The obstacles they identified will also look familiar to anyone who has sought to lead a significant institutional change effort:

  • Resource constraints. These are especially problematic for change that requires significant volunteer effort, such as revising elective courses or implementing new pedagogies. Resource constraints also contribute to institutional uncertainty, which acts as a disincentive to innovation.
  • Workload constraints. Many of those responsible for leading the implementation of projects had insufficient “bandwidth” to commit to the work, or had other institutional issues or crises added to their workload at the same time.
  • Leadership transitions or vacancies. Several institutions were challenged by a recent or impending change in the presidency or by the unexpected departure of colleagues in key leadership positions.

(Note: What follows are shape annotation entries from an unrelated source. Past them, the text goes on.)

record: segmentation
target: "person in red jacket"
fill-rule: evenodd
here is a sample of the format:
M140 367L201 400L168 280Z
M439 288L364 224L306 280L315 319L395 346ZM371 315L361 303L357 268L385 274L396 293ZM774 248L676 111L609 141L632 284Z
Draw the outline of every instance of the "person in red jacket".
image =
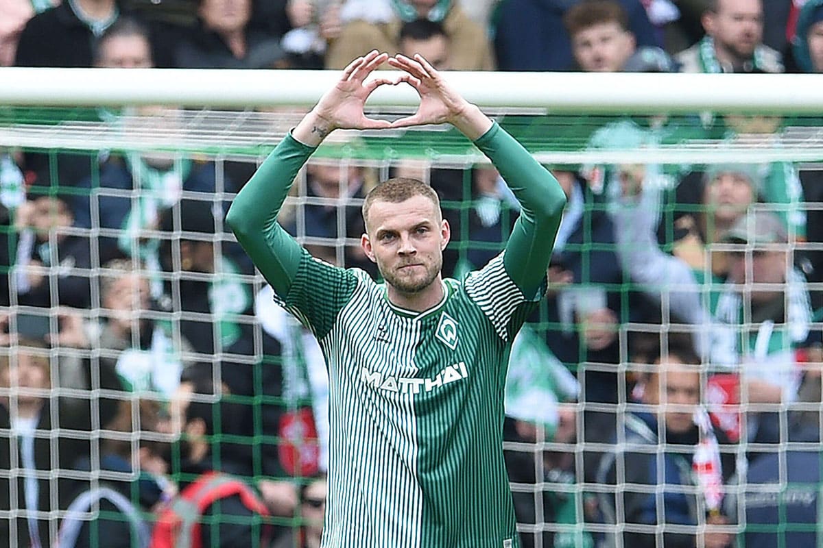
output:
M180 493L160 513L151 536L151 548L228 548L267 546L271 537L268 509L258 494L240 478L219 471L212 454L210 436L231 428L231 404L195 398L213 394L212 378L205 375L181 387L173 412L179 413L182 472ZM218 387L219 389L219 387ZM213 406L219 406L215 412Z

  • The challenge of project management. Large-scale change, which all the participants were seeking to foster, requires both time and project-management skills—both of which can be in short supply, even when there is an administrative office or cross-functional task force serving as a hub for the work.
  • The conundrum of change leadership. Participants left the Institute experience with heightened energy, commitment, and focus, but the projects they sought to advance were not theirs alone. Project success ultimately depends on the investment of other colleagues who may or may not share their sense of urgency, and who (especially if they are faculty members) exercise considerable autonomy in their own day-to-day decision making.

In short,…they recognized that institutional transformation—particularly in relation to justice, equity, and inclusion—is slow, demanding, and unpredictable work, and that no matter what they had accomplished in the first six months following their Institute experience, it would be at best a starting point.